2. Effective marketing
There’s no point having the best rental on the street if nobody knows about it. When you’re vetting a property manager, ask them what their plan is to market the property. Professional photography and copywriting cost a little extra, but they can make an enormous difference when it comes to grabbing the attention of tenants. Remember that the best tenants are attractive to many landlords, so they can afford to be a little choosy.
Professionals know how to make your home appear lighter and more spacious, and to highlight the features that set it apart. And while it can be difficult if you already have a tenant in place, ensure that the presentation is immaculate. The home should be spotlessly clean and tidy before your photographer turns up.
Make sure it’s advertised on the leading real estate portals, and that your property manager has a social media presence to extend their reach.
3. Make sure the price is right
Too high and you’ll scare people off. Too low and you’re leaving money on the table. But how do you know how much to ask? You can do your own research by looking at comparable properties, but your property manager is the real expert here. They’ll know how strong the market is, what demand is like, and whether your corner location or new kitchen justify bumping up the rent.
In a slow market, you might want to consider lowering the rent slightly to make the property competitive. The difference between $380 per week and $400 per week over 20 weeks is the equivalent of having your home empty for just one week. Once you’ve got tenants, you can raise the rent at the next lease renewal.
4. Retention is better than cure
It’s cheaper to keep the tenants you have than to advertise for new ones. Assuming they’ve been good tenants, it’s often worth going the extra mile to keep them. That means:
Regular maintenance. A common lament from tenants is that landlords are slow to fix problems or perform temporary fixes that don’t last. Keep the property in good working order and you’ll keep your tenants. As a bonus, it will help preserve the home’s value.
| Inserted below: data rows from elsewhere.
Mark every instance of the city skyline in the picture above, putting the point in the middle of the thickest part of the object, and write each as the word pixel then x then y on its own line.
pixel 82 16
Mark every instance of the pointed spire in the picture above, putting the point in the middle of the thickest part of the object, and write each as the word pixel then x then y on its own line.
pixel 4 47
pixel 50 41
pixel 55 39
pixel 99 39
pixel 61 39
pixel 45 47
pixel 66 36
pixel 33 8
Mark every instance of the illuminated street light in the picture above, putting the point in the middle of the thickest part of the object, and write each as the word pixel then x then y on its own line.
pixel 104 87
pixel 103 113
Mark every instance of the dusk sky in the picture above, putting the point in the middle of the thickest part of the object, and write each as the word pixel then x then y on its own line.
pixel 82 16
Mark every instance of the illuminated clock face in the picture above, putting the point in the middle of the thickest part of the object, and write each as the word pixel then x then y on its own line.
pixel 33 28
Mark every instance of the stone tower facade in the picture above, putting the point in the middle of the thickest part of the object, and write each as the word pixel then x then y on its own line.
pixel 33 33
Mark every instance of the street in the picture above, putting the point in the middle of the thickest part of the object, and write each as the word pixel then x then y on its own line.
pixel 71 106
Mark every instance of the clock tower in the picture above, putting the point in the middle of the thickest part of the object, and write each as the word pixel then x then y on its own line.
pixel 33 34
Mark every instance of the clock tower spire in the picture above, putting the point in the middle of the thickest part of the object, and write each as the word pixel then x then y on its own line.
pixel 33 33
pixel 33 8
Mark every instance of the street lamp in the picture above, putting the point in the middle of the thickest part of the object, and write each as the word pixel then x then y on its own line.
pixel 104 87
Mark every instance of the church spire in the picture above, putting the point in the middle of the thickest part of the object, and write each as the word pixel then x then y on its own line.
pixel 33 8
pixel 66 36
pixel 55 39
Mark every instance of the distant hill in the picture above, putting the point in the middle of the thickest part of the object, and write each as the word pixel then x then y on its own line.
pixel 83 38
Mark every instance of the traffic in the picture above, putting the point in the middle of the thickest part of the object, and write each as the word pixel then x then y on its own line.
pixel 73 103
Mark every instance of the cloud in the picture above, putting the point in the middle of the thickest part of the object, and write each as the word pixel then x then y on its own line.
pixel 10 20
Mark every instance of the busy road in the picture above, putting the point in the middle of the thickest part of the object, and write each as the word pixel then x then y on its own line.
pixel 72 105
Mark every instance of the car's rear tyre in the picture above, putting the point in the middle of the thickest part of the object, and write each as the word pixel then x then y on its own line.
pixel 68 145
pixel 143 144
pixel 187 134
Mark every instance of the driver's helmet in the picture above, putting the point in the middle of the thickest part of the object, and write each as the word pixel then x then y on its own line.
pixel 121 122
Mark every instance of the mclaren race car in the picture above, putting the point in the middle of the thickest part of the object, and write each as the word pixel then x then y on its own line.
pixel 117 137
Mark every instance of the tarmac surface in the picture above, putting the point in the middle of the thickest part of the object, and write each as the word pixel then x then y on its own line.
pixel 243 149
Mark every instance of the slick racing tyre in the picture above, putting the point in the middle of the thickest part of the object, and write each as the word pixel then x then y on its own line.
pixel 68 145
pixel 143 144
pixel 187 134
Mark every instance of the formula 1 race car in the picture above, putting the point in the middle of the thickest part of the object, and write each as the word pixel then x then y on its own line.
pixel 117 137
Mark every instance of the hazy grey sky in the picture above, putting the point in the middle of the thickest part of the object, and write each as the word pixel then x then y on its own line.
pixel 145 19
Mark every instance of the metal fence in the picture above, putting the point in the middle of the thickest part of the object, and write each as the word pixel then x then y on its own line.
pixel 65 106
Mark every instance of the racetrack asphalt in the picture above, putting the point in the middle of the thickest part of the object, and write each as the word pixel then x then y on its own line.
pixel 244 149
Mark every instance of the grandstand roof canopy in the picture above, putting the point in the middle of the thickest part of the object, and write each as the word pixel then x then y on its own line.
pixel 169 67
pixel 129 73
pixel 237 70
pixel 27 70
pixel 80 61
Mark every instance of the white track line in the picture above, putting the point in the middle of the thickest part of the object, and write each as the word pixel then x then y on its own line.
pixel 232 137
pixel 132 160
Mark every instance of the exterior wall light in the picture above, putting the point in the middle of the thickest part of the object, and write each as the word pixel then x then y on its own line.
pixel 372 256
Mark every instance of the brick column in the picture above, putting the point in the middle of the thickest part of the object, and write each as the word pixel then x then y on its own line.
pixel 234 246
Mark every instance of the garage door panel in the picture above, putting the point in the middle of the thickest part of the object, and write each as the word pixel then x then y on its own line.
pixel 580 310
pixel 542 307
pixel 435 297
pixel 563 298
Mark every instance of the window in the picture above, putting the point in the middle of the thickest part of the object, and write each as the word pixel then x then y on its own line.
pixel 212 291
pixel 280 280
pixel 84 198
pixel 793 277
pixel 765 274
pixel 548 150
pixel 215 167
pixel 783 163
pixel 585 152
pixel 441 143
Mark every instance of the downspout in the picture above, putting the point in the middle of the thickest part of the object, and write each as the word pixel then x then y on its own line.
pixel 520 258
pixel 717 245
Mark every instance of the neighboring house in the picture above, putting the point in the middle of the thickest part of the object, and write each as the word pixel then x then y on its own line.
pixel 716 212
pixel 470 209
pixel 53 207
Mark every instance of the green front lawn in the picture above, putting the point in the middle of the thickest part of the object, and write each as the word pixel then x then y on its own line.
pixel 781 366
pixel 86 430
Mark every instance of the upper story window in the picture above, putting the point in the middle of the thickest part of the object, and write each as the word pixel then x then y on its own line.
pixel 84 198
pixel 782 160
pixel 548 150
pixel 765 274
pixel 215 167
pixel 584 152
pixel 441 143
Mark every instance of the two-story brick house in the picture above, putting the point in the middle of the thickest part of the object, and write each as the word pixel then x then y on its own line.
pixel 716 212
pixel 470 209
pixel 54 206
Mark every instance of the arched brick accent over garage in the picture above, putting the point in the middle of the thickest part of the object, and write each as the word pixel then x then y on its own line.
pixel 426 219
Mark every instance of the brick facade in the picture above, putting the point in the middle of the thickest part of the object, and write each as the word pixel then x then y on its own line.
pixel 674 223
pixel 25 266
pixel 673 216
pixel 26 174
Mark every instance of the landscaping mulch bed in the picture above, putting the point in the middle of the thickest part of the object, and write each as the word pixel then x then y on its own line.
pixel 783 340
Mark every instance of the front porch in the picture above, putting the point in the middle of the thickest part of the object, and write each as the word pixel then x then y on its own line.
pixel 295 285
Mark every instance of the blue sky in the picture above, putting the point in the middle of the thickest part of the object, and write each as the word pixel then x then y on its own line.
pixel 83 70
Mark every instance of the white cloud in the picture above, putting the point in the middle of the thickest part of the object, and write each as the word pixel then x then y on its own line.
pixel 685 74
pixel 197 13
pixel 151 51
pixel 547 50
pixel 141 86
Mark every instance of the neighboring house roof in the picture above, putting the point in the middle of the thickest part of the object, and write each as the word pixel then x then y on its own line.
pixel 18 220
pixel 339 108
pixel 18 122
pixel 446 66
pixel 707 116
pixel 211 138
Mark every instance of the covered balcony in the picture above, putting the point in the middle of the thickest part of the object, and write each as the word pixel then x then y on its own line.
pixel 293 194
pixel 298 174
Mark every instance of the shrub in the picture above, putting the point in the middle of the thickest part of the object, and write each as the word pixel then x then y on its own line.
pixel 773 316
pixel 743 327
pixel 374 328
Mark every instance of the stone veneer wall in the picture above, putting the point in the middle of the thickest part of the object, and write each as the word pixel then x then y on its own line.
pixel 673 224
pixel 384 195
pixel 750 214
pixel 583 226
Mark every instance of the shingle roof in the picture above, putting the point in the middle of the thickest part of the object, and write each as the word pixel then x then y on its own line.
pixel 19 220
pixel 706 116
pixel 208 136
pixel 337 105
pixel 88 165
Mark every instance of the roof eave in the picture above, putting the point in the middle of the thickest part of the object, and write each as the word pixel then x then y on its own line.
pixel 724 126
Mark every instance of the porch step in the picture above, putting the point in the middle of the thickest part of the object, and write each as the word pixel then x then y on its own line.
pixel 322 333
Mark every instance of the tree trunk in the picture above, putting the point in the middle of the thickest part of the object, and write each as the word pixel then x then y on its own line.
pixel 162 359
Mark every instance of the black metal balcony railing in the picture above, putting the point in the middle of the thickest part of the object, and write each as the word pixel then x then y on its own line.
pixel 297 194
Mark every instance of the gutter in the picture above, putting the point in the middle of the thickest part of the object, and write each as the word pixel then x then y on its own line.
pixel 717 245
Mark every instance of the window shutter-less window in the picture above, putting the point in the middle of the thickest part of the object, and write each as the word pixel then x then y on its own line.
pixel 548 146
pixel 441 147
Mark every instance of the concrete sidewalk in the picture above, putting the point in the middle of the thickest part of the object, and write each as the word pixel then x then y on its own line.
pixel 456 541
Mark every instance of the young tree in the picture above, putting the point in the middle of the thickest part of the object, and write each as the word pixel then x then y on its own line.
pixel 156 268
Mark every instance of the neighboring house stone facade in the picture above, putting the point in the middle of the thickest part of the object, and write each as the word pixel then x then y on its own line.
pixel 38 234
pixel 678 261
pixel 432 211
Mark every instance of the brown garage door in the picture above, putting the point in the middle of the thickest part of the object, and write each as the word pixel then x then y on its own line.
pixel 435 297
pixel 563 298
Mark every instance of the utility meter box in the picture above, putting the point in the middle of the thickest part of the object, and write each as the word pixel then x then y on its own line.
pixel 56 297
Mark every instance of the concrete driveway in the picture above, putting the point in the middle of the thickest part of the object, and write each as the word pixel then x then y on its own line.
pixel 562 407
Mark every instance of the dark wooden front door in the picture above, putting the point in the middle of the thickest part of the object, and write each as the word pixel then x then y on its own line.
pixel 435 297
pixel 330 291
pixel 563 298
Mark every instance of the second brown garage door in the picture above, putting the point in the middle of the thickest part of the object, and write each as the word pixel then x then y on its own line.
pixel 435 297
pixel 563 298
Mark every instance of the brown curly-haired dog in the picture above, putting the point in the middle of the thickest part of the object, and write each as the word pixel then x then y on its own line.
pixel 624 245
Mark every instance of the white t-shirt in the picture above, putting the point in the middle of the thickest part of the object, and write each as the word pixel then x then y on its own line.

Give a little. If your tenant wants to put up a shelf or add some screening plants, it’s a sign that they’re making the place home. In some states, tenancy laws have been changed so that you can only refuse small modifications (or pets) with a good reason Even if that’s not the case where you are, these sorts of concussions can help build the relationship with your tenant for long term harmony.
Keep rental increases reasonable. You’re in it to make money, but don’t get too greedy. Implementing a rental increase when the market justifies it is fine, but too much, too often and you might find your property suddenly vacant. If you’re unsure, have a chat to your property manager – they’ll be able to advise you on current market conditions.
Maintain good communication. Whether you’re renting it out privately or using a professional, it’s important that your tenant feels heard. Repairs should be attended to promptly, and questions answered.
An excellent tenant is a huge asset and can make the difference between a good investment and a great one. Put in a little effort and you can secure someone who’ll love your place as much – or more! – than you do.